今回はCVD-REALのサブ解析による心SGLT2阻害薬の筋梗塞や脳卒中への影響や、SGLT2阻害薬のてんかん発作への効果についての報告を紹介しています。また新規にSGLT2阻害薬とDPP-4阻害薬を比較した試験開始についても紹介しておりますので、是非本レポートをご活用ください。

ダパグリフロジンによるてんかん発作活動の抑制が示唆された (6月7日)
ペンチレンテトラゾール誘導性のてんかんモデルマウスを用いた、SGLT2選択性の高いダパグリフロジン投与によるてんかん発作抑制の可能性が検証された試験が、「BMC Neurology」に6月7日掲載された。結論としてグルコースの利用阻害およびニューロンのナトリウム輸送減少による抗発作効果により、SGLT2阻害薬が抗てんかん発作薬として利用できる可能性を示唆している。

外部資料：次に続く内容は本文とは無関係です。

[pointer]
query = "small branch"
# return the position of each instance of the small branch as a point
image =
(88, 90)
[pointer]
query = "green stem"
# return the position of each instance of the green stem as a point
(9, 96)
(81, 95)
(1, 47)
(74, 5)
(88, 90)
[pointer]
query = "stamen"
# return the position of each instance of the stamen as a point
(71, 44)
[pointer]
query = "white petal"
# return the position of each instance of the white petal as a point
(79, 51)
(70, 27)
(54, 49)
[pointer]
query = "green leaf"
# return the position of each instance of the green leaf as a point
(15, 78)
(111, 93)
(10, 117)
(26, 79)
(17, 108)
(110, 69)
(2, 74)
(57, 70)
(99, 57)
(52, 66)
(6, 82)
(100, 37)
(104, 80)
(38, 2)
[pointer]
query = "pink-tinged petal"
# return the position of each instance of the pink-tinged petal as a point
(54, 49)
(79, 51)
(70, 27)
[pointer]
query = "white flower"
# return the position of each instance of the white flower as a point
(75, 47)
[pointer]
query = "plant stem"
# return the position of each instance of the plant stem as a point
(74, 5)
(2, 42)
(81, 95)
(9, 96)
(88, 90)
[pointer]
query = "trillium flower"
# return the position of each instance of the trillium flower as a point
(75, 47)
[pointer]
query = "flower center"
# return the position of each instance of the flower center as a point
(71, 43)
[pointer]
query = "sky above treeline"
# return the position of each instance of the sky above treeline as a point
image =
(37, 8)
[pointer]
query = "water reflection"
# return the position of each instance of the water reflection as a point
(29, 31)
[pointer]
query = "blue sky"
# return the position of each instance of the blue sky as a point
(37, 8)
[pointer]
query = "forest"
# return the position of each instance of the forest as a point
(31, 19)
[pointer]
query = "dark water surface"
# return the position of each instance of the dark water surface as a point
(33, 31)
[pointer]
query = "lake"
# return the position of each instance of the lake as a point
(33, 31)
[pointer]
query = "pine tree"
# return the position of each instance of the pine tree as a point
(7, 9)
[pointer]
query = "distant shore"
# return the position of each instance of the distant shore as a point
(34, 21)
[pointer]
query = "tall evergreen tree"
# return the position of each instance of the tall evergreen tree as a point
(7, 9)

日本臨床内科医会は、ルセオグリフロジンとDPP4阻害薬の有効性を直接比較検討する特定臨床研究「J-SELECT study」を開始した (5月30日)
J-SELECT studyは2型糖尿病患者1000人を対象に「有効性(HbA1c、体重、血圧、脈拍、eGFR)の観点から、SGLT2阻害薬(ルセオグリフロジン)とDPP-4阻害薬の薬剤について、複合的に比較検討を行うこと。」を目的としている。本試験ではベースライン時から観察ポイント52週時までにおけるHbA1c・体重・eGFR・血圧・脈拍の変化が3つ以上で改善した症例の割合(複合エンドポイントの達成率)を主要アウトカム評価項目としている。

SGLT2阻害薬の心筋梗塞および脳卒中リスク減少が示唆された(CVD-REALサブ解析) (5月22日)
本報告はCVD-REAL試験のサブ解析であり、SGLT2阻害薬と心筋梗塞(MI)および脳卒中の発症率の関係を検証している。Intention-to-treat分析において、188,551人および188,678人年の追跡調査(それぞれMIと脳卒中)では、1077例の MIおよび968例の脳卒中イベントがみられ、他のグルコース低下薬に対してSGLT2阻害薬を服用することによりMIおよび脳卒中のリスクの低下が示された。